Jam Kerja Panjang Tingkatkan Risiko Kematian, Waspadai Selama Pandemi

Pandemi membuat jam kerja jadi lebih panjang.

oleh Anugerah Ayu Sendari diperbarui 24 Mei 2021, 20:10 WIB
Ilustrasi Stres dan Kelelahan Credit: pexels.com/pixabay

Liputan6.com, Jakarta Organisasi Kesehatan Dunia (WHO) dan Organisasi Perburuhan Internasional (ILO) mengungkapkan jam kerja yang panjang dapat meningkatkan risiko kematian akibat penyakit jantung dan stroke. Hal ini didukung oleh analisis yang dilakukan oleh WHO dan ILO.

Menurut perkiraan terbaru tersebut, diketahui jam kerja yang panjang menyebabkan 745.000 kematian akibat stroke dan penyakit jantung iskemik pada tahun 2016. Angka ini meningkat 29 persen sejak tahun 2000.
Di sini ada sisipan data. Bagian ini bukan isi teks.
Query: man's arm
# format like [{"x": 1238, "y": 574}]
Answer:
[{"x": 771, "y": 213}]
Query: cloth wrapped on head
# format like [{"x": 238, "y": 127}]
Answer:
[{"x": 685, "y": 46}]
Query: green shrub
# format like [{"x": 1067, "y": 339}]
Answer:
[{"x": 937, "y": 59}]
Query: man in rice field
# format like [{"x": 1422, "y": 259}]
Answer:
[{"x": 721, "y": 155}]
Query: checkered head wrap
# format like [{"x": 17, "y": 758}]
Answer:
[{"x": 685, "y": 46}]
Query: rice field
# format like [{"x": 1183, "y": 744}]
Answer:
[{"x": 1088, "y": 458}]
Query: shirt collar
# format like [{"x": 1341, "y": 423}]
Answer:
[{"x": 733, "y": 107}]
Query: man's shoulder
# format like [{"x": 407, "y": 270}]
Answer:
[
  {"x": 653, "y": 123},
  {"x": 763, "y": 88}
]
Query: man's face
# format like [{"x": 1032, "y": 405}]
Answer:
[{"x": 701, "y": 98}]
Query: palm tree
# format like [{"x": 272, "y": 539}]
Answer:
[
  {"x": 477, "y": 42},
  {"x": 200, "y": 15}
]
Jam kerja yang panjang kini sangat terkait dengan cara kerja selama pandemi. Jam kerja panjang seperti saat ini diketahui bertanggung jawab atas sekitar sepertiga dari total perkiraan beban penyakit terkait pekerjaan, hal ini ditetapkan sebagai faktor risiko dengan beban penyakit akibat kerja terbesar.
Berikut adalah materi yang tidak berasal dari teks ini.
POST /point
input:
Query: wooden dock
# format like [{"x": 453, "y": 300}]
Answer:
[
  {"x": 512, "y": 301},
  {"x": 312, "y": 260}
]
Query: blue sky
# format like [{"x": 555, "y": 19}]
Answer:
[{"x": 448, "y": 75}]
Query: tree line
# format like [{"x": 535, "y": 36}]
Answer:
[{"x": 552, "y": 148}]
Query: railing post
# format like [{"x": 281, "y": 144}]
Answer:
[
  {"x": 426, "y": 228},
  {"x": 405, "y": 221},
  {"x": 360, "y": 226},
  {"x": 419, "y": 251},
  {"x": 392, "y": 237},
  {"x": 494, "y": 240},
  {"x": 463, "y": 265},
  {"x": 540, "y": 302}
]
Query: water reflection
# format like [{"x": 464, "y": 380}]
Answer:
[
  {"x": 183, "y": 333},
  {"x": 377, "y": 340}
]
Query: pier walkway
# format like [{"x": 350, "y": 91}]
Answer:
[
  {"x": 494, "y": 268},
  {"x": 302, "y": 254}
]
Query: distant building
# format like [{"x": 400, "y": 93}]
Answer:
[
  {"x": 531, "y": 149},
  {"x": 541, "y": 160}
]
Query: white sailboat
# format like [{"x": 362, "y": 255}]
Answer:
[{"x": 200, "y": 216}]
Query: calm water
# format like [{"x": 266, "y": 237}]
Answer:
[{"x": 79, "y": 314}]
Risiko penyakit jantung dan stroke

Sumber: Freepik

Berdasarkan analisis WHO dan ILO yang diterbitkan di Environment International pada 17 Mei 2021 lalu, pada 2016, 398.000 orang meninggal karena stroke dan 347.000 karena penyakit jantung akibat bekerja setidaknya 55 jam a minggu. Antara tahun 2000 dan 2016, jumlah kematian akibat penyakit jantung akibat jam kerja yang panjang meningkat sebesar 42%, dan akibat stroke sebesar 19%.
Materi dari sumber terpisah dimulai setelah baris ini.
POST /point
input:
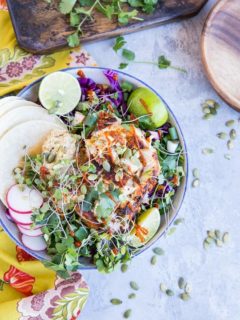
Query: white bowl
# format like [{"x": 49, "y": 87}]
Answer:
[{"x": 96, "y": 73}]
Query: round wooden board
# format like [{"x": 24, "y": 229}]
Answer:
[{"x": 221, "y": 50}]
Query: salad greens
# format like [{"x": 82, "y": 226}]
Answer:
[
  {"x": 79, "y": 11},
  {"x": 87, "y": 213}
]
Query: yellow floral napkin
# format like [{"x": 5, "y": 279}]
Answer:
[{"x": 29, "y": 291}]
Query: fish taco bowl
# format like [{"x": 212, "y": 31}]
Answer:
[{"x": 97, "y": 176}]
Studi tersebut menyimpulkan bahwa bekerja 55 jam atau lebih per minggu dikaitkan dengan perkiraan risiko stroke 35% lebih tinggi dan risiko kematian akibat penyakit jantung iskemik 17% lebih tinggi, dibandingkan bekerja 35-40 jam seminggu.

“Bekerja 55 jam atau lebih per minggu adalah bahaya kesehatan yang serius,” ujar Dr Maria Neira, Direktur, Departemen Lingkungan, Perubahan Iklim dan Kesehatan, di Organisasi Kesehatan Dunia.


Kerap terjadi pada pekerja Asia Tenggara

penyakit jantung (sumber: freepik)

Beban penyakit yang berhubungan dengan pekerjaan ini sangat signifikan pada pria di mana 72% kematian terjadi pada pria. Selain itu, risiko juga signifikan pada orang yang tinggal di Pasifik Barat dan kawasan Asia Tenggara, dan pekerja paruh baya atau lebih tua.

Sebagian besar kematian yang tercatat terjadi pada orang yang meninggal pada usia 60-79 tahun, yang telah bekerja selama 55 jam atau lebih per minggu antara usia 45 dan 74 tahun.


Terus meningkat selama pandemi

Ilustrasi WFH Credit: pexels.com/Ekaterina

Di masa pandemi, cara kerja di seluruh dunia berubah, bukan hanya tempat bekerja, tapi juga durasi bekerja. Kini, jumlah orang yang bekerja dengan jam kerja yang panjang terus meningkat, dan saat ini mencapai 9% dari total populasi secara global. Tren ini menempatkan lebih banyak orang pada risiko gangguan kesehatan terkait pekerjaan dan kematian dini.

Analisis baru muncul saat pandemi COVID-19 menyoroti pengelolaan jam kerja. Ini menyimpulkan bahwa pandemi mempercepat perkembangan yang dapat mendorong tren peningkatan waktu kerja.

“Pandemi COVID-19 telah mengubah cara kerja banyak orang secara signifikan,” kata Dr Tedros Adhanom Ghebreyesus, Direktur Jenderal WHO.

"Teleworking telah menjadi aturan di banyak industri, sering mengaburkan batas antara rumah dan kantor. Selain itu, banyak bisnis terpaksa mengurangi atau menghentikan operasi untuk menghemat uang, dan orang yang masih dalam daftar gaji akhirnya bekerja lebih lama. jam. Tidak ada pekerjaan yang sebanding dengan risiko stroke atau penyakit jantung. Pemerintah, pemberi kerja, dan pekerja perlu bekerja sama untuk menyetujui batasan untuk melindungi kesehatan pekerja. " tambahnya.